Today, one of the basic paradigms of all science, economics, finance, ecology, as well as medical and mental health is Systems Theory.
Systems Theory is based on the idea that nothing exists in isolation. Everything lives in continuous interrelationship and interaction with its surroundings – i.e. everything is part of complexly intertwined and interdependent systems.
According to the basic rules of Systems Theory, systems are both more and different than their constituting parts, and the rules governing a system overrule those of its parts.
All systems are part of a larger system while composed of smaller systems, and the various systems interact with each other on different levels.
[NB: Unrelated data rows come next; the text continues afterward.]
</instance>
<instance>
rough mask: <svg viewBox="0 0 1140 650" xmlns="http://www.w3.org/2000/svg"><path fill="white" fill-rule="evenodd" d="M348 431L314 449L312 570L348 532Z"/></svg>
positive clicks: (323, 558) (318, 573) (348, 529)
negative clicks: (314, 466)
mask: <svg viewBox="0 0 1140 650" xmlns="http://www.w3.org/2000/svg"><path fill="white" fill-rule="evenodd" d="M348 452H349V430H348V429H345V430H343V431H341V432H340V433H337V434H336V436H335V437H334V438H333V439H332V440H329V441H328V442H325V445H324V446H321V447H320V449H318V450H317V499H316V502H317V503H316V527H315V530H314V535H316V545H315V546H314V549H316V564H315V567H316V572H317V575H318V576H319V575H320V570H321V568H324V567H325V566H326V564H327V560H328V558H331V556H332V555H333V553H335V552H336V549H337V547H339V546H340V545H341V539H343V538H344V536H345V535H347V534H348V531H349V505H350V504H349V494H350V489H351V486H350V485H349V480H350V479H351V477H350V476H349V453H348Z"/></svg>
Systems, therefore, cannot fully be understood from their parts. Neither can a part – e.g. an individual human being – be understood without the various internal and external systems which it is a part of.
Psychologically, we are a psycho-somatic system in which our body, mind, emotions, thought processes, behaviors, the different parts of our personality mutually inﬂuence and determine each other.
We live in an endlessly complex web of external (environment, society, etc.) and internal (body, mind, personality parts, etc.) systems – and our problems are also parts of these very same systems.
Since the emergence of system-based thinking around the middle of the last century, human behavior in general and our psychological problems in particular have also been approached from this distinctly new perspective.
Group, family and couples therapies tend to focus on our external, whereas individual therapies on our internal systems.
However, our internal and external systems are inseparable.
In the world of modern psychotherapy today, basically all modalities are founded on systemic principles.